-->

SELAMATKAN PEMUDA DARI ARUS DIGITAL

Oleh : Iin Indrawati

Sebagai bentuk komitmen terhadap peningkatan kualitas pendidikan kejuruan, PT Telkom Indonesia (Persero) Tbk Regional 2 Jabotabek Jabar menyelenggarakan webinar bertajuk “Kiat Sukses Wujudkan SMK Unggul”. Webinar ini dihadiri oleh enam ratus peserta yang terdiri dari kepala sekolah, guru, hingga tim IT sekolah. 

Executive Vice President Telkom Regional 2, Edie Kurniawan, menekankan pentingnya kesiapan lulusan SMK dalam menghadapi perubahan yang terjadi di industri, terutama yang dipicu oleh otomatisasi dan digitalisasi (TribunJabar.id, 10/09/2024).

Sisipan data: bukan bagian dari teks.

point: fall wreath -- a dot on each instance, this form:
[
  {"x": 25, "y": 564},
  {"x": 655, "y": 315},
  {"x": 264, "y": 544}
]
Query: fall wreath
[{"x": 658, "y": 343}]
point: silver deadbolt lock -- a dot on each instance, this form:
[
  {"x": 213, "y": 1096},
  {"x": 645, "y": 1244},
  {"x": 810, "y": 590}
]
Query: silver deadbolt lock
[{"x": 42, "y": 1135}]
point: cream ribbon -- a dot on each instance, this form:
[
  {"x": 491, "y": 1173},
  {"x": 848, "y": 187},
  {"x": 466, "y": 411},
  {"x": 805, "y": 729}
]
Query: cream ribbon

Digitalisasi dalam kapitalisme menyibukkan para pemuda atau pelajar untuk mengejar kepentingan materi saja hingga melupakan potensi hakiki mereka, yakni potensi intelektual sebagai generasi. Perkembangan ekonomi digital saat ini mendorong perusahaan untuk memanfaatkan teknologi dan mempekerjakan lebih banyak karyawan bertalenta teknologi dan cerdas. 

Sebagaimana kita ketahui, Indonesia tengah memasuki era bonus demografi, yaitu penduduk usia produktif lebih banyak dibandingkan usia tidak produktif. Bonus demografi yang melimpah, ditambah tingginya akses para pemuda dan pelajar terhadap internet, disasar sebagai pelaku utama yang akan mendorong sekaligus mendongkrak nilai ekonomi digital pada era digitalisasi. Posisi mereka hanyalah sebagai pengguna digitalisasi, sedangkan yang menjadi pengendalinya tetaplah negara adidaya yang kini menguasai banyak teknologi. 

Salah satu faktor penyebabnya adalah mekanisme pembangunan infrastruktur digital di negeri ini yang masih mengandalkan investor yang bersedia mendanainya. Tentunya, para pemodal akan mengambil keuntungan dari investasinya. Faktor lainnya adalah Indonesia melakukan privatisasi dan liberalisasi sumber daya alam yang memposisikan negara tidak lagi sebagai pemilik tunggal BUMN, melainkan pihak lain bebas berinvestasi di dalamnya. Faktor-faktor inilah yang makin menihilkan posisi Indonesia untuk menjadi pengendali ekonomi digital.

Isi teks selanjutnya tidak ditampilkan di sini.